Protecting Public Health and the Environment.

Water Quality Pollutant Trading

Pollutant trading is a business-like way of helping to improve water quality by focusing on cost-effective, local solutions to problems caused by pollutant discharges to surface waters. Pollutant trading is voluntary and generally involves a party facing relatively high pollutant reduction costs who compensates another party to achieve an equivalent, though less costly, pollutant reduction. Parties trade only if both are better off as a result of the trade. Trading allows parties to decide how best to reduce pollutant loadings within the limits of certain guidelines.
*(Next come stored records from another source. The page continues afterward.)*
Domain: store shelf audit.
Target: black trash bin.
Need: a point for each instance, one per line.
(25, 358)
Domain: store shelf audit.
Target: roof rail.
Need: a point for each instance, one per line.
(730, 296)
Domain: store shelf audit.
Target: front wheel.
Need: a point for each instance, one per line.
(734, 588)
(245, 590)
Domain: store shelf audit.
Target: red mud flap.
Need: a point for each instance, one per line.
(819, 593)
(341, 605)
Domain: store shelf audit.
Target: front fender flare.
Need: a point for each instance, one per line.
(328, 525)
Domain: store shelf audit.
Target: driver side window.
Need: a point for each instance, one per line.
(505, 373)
The appeal of trading emerges when pollutant sources face substantially different pollutant reduction costs.

The following are the major components of a pollutant trading system:

  • Trading parties (buyers and sellers)
  • A commodity (a pollutant such as phosphorus)
  • Credits or measurable amounts of a commodity to trade
  • Ratios to ensure environmental equivalency of trades in a watershed

Pollutant Trading in Idaho

Under Idaho’s water quality standards (IDAPA 58.01.02.055.06), pollutant trading (also known as water quality trading) may be conducted in conjunction with the development or implementation of water quality improvement plans known as total maximum daily loads (TMDLs), which are designed to restore water quality-limited water bodies to meet water quality standards and support beneficial uses.
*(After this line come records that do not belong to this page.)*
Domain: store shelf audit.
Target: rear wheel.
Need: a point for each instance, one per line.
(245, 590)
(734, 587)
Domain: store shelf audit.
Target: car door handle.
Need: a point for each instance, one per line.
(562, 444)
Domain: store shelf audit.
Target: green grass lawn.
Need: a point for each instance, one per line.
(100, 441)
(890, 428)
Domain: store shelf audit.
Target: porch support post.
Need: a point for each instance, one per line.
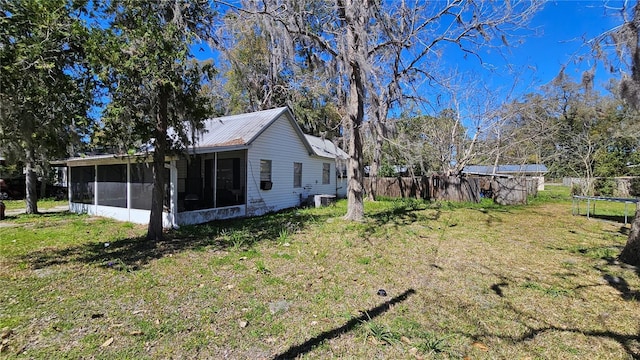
(173, 191)
(95, 189)
(215, 179)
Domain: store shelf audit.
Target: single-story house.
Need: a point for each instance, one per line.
(239, 166)
(533, 171)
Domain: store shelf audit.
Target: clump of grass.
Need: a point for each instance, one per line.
(378, 332)
(283, 236)
(431, 343)
(552, 291)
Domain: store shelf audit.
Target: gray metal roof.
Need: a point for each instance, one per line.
(239, 131)
(506, 169)
(236, 130)
(325, 148)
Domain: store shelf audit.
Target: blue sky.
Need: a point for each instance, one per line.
(557, 38)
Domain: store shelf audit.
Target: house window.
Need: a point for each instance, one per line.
(265, 175)
(297, 175)
(112, 185)
(82, 181)
(265, 170)
(142, 185)
(326, 171)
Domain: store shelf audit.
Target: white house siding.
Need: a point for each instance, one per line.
(281, 144)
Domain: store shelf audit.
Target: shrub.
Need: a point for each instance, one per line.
(634, 187)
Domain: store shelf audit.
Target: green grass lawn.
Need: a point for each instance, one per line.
(43, 204)
(462, 281)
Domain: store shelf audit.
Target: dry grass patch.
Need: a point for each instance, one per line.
(479, 282)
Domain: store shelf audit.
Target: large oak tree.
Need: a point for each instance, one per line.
(45, 87)
(355, 40)
(154, 84)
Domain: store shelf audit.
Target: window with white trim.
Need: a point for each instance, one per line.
(297, 175)
(326, 173)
Over the past several years, DEQ and EPA Region 10, which includes Idaho, explored using water quality trading as a means of meeting water goals. The first water quality trading framework was developed for the lower Boise River to be used by point and nonpoint sources to reduce total phosphorus. An additional water quality trading framework was developed for the Middle Snake/Upper Snake Rock watershed for point sources.

A revised trading guidance was published in October 2016. Idaho’s Water Quality Pollutant Trading Guidance outlines the procedures for conducting water quality trading to improve water quality. The document specifies the conditions under which water quality trading may take place, establishes record-keeping and reporting procedures, and prescribes how best management practices (BMPs) are to be developed for each watershed where water quality trading occurs involving nonpoint sources. In addition, the guidance document includes stand-alone appendices for watersheds authorized to trade and their respective specific trading ratios and BMPs, where applicable.